State-mandated power contracts

State-mandated power contracts

April 01, 2014 | By Keith Martin in Washington, DC and Robert Shapiro in Washington, DC

State-mandated power contracts remain under a cloud.

The Federal Energy Regulatory Commission told a US appeals court in late March that certain long-term power purchase agreements that New Jersey required New Jersey utilities to sign went beyond the state’s power to require such contracts.
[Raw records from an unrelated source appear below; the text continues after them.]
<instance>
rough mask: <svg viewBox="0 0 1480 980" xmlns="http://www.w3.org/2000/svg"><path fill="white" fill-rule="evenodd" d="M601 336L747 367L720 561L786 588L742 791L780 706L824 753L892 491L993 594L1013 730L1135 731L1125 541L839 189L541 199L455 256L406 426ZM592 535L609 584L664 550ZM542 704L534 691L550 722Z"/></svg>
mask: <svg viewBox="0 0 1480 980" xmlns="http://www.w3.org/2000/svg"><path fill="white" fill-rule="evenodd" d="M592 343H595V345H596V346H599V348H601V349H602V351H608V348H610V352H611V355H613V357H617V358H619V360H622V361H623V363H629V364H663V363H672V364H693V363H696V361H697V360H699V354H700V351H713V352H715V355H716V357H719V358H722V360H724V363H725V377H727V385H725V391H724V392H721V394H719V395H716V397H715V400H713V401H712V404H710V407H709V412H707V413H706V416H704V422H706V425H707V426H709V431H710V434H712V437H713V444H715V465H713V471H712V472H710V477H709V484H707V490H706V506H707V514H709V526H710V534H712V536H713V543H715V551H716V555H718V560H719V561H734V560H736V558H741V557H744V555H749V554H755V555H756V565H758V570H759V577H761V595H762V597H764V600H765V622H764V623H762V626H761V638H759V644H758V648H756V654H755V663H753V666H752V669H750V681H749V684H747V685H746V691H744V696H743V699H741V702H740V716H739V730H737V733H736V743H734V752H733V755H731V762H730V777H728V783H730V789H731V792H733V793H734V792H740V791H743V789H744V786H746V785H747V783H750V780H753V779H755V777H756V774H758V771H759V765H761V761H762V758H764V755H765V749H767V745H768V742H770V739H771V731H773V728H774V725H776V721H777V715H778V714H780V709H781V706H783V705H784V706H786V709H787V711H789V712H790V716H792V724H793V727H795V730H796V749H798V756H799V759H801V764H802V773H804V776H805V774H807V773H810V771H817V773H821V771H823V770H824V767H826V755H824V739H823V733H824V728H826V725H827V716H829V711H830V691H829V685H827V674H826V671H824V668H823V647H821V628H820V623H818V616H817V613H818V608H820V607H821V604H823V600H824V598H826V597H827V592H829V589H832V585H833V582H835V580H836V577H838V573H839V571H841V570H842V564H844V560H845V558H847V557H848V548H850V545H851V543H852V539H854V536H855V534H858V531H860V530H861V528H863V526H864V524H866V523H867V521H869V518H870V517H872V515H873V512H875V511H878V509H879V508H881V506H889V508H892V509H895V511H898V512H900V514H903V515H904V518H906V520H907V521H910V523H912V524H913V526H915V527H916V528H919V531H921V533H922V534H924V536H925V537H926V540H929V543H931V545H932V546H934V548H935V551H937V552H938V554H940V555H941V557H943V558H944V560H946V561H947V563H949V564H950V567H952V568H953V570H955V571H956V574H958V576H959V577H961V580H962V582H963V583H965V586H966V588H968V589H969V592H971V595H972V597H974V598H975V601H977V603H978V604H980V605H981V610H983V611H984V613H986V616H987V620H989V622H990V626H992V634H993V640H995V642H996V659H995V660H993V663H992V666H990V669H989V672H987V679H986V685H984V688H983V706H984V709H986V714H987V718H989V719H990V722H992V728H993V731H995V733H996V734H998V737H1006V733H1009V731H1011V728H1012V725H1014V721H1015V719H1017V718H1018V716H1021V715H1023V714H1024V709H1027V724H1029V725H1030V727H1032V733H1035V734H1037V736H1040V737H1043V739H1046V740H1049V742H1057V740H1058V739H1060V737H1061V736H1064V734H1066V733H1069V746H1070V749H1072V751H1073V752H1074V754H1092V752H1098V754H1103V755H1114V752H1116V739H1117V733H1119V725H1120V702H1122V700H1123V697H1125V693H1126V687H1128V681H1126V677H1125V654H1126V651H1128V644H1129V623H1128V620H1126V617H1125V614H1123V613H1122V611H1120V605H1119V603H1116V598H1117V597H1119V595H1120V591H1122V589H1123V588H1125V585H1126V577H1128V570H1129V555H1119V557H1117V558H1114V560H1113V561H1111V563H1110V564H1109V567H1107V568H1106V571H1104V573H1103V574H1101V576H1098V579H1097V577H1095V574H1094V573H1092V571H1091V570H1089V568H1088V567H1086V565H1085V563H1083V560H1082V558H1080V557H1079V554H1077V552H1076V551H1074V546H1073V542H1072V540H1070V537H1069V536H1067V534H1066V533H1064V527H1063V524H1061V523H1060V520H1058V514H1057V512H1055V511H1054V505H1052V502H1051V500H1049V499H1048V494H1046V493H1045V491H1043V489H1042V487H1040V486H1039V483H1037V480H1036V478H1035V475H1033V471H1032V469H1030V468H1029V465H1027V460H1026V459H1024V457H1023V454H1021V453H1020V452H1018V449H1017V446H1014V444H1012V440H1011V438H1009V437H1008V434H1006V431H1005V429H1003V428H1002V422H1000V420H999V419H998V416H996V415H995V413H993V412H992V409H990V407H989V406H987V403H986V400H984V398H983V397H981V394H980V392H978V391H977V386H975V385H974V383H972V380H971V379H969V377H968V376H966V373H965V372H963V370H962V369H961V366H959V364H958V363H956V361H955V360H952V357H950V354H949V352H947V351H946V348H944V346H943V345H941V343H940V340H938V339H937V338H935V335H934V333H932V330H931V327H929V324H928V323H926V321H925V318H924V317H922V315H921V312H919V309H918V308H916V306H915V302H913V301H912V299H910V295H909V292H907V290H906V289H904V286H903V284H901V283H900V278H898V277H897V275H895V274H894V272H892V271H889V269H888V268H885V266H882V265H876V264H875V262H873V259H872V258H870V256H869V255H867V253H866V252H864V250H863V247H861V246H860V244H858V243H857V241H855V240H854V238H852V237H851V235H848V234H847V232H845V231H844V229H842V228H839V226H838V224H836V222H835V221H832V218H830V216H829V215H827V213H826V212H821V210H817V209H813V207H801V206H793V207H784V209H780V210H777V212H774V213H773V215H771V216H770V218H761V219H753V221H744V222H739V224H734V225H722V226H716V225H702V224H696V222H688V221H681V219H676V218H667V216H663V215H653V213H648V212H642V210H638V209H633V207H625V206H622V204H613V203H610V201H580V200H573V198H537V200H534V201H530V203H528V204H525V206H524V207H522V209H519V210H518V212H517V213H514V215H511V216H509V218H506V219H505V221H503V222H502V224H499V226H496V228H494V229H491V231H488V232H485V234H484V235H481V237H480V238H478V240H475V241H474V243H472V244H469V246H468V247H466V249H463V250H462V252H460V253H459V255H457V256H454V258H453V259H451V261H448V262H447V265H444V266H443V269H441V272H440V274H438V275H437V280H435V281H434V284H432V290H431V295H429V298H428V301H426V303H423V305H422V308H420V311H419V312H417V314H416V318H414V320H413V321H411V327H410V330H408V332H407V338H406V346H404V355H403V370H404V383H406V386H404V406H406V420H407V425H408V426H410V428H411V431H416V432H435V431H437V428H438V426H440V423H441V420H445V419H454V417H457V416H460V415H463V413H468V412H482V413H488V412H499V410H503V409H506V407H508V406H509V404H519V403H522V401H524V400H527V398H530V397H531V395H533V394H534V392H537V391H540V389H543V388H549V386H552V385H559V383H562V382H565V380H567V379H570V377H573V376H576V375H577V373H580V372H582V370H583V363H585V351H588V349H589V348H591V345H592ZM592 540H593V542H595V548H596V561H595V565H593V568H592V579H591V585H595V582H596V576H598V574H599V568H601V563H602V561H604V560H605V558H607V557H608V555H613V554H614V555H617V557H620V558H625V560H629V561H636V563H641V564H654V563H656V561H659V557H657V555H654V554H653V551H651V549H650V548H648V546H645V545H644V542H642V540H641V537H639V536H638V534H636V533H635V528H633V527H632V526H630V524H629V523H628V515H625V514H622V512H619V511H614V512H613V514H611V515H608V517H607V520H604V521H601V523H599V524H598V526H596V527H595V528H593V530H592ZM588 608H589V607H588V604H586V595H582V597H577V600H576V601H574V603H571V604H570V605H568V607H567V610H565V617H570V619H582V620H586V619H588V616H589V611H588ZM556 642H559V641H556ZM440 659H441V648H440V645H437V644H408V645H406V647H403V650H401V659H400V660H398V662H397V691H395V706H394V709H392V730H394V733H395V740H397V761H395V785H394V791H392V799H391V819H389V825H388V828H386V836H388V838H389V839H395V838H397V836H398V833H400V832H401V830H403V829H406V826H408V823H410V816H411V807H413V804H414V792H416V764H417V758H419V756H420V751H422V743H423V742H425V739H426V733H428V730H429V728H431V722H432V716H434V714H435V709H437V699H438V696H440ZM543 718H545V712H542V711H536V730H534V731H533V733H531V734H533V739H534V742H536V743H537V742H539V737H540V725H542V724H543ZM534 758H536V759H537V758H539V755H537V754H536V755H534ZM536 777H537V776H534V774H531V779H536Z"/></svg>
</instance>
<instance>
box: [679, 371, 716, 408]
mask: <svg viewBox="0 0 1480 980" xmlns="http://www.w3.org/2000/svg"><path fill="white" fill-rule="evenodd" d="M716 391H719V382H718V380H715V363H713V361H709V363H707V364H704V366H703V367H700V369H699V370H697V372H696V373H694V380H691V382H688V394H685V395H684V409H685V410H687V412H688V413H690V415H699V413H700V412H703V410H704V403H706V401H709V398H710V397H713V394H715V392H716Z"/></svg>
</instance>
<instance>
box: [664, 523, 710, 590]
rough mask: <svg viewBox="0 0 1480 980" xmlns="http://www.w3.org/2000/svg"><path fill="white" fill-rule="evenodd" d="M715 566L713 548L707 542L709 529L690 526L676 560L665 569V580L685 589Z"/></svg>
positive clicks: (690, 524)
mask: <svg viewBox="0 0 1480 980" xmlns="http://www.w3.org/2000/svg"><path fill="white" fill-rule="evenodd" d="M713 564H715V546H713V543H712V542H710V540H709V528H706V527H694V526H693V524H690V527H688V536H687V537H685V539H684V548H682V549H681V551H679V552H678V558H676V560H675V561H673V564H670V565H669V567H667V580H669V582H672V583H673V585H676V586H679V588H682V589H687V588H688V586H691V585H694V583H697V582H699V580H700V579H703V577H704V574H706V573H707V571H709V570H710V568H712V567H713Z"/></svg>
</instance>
Last fall, US district courts in New Jersey and Maryland found, using nearly identical reasoning, that bidding programs both states used to direct regulated utilities to buy power from gas-fired independent generators under long-term contracts and pay prices that differed from the prices in the regional competitive market (the PJM market) violated the federal supremacy clause of the US Constitution. The supremacy clause bars states from doing things that conflict with federal rules in the same area. The US Congress has given the Federal Energy Regulatory Commission exclusive power to set wholesale electricity rates for most independent generators.

The public utility regulatory commissions and the affected generators in the two states appealed the US district court decisions to US appeals courts for the 3d and 4th circuits.

The 3d circuit appeal is moving faster than the 4th circuit appeal. All of the briefs have been filed in the 3d circuit. The court asked FERC its view of whether the New Jersey program violated the supremacy clause. FERC said in a brief filed on March 20 that it agrees with the US district court that the New Jersey program “effectively sets the wholesale rate for capacity” in conflict with federal law. FERC said the state directive to independent generators to bid in a capacity auction “directly affects wholesale rates [in PJM], and, to that extent, is a preempted intrusion upon the Commission’s exclusive jurisdiction to regulate wholesales rates and practices affecting rates.” The court heard oral arguments in the case on March 27. A decision is expected within the next few months.

The 4th circuit appeals court is still collecting briefs in the Maryland case. If the two appeals courts decide the cases differently, then chances are greater than the issue will end up before the US Supreme Court.

The cases are being watched closely by other states that have comparable or similar programs to direct utilities to sign long-term wholesale power contracts based on specific state preferences or mandates.